Universes within universes: microbiome diversity associated with different body parts of the sand lizard (Lacerta agilis)

The bodies of animals host millions of microbial communities collectively known as the microbiome. The microbiome plays a crucial role in various processes related to the host’s health and well-being. Although our understanding of the microbiome’s importance to host functioning is growing rapidly, many aspects remain poorly understood. One such aspect is the role of the microbiome in chemical communication. To address this question, we used the sand lizard (Lacerta agilis), a reptile with well-developed chemosensory abilities and commonly distributed in Central Europe.

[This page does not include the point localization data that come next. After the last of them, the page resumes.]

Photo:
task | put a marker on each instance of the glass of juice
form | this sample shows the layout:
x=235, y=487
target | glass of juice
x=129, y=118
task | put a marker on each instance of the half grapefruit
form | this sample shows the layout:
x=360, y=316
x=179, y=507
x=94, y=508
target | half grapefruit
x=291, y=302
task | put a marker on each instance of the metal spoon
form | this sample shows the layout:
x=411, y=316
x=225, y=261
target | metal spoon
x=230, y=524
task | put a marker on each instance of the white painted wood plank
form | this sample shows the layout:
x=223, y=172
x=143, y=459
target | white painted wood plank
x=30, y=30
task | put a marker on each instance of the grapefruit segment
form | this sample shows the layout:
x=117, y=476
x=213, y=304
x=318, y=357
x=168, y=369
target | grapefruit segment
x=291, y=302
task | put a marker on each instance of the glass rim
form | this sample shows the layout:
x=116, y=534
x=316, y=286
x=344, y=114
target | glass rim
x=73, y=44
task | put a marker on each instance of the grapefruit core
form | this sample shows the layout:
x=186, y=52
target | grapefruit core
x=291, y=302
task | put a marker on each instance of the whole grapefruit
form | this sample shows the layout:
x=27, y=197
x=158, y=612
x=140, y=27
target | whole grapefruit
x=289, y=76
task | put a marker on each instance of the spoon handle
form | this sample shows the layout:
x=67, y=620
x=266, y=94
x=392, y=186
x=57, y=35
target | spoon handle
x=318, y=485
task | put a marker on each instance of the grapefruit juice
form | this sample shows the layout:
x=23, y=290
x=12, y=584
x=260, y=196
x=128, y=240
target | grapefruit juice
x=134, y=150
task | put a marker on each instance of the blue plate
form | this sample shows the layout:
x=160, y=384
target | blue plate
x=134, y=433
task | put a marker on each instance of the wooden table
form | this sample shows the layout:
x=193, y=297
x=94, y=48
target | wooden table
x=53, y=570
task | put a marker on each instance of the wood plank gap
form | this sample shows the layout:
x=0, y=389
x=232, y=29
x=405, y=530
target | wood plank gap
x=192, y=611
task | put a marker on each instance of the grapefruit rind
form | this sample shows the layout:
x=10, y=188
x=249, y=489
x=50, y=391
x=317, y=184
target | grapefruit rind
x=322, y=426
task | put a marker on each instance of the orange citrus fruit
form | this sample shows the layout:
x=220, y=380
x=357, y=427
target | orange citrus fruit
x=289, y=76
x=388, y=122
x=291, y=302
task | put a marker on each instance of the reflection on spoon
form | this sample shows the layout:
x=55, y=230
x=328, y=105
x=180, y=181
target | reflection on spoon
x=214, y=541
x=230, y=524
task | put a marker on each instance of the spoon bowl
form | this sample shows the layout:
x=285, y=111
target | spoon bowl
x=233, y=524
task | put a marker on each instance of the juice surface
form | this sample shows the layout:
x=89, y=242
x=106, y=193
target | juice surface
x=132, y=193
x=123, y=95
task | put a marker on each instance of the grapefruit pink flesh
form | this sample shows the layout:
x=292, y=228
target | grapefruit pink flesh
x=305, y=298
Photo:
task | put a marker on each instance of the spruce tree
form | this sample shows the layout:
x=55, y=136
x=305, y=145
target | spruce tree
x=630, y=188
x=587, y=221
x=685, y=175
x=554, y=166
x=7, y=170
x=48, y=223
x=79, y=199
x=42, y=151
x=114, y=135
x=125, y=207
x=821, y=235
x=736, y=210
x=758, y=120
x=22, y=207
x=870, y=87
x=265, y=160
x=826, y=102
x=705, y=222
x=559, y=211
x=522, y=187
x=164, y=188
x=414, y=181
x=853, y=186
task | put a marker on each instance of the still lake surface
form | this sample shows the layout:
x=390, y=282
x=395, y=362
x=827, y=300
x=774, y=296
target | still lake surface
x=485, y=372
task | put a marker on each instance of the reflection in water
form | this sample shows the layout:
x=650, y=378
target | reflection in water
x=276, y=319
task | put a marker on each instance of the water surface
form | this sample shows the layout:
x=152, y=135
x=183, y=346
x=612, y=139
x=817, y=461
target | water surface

Our first goal was to characterize the bacterial microbiome associated with different body parts potentially involved in chemical signalling (e.g., femoral glands, cloaca, and skin). Additionally, we examined sex-related differences in the microbiome that could be connected to intraspecific communication. Over two years, a total of 274 samples were collected. Amplicon sequencing of the 16S rRNA V3–V4 region revealed significant variation in microbial diversity across body parts, with the skin hosting the most diverse and balanced communities. In contrast, the cloaca and femoral glands contained less diverse but more specialised assemblages. No differences in microbial diversity between sexes were observed, but the year of sampling was an important factor, suggesting a highly dynamic microbiome in sand lizards. There was minimal overlap in the number of unique operational taxonomic units (OTUs) between body parts, indicating a small core microbiome (∼1% of shared taxa). Sex differences in tissue-specific bacteria were more pronounced in the cloaca, supporting the idea that the cloacal microbiome is highly specialised. Our findings suggest that microbial communities vary significantly among body parts, with strong tissue specificity, indicating that each region provides a distinct ecological niche. This study offers promising directions for future research into how host-associated microbiomes could influence chemical communication in vertebrates.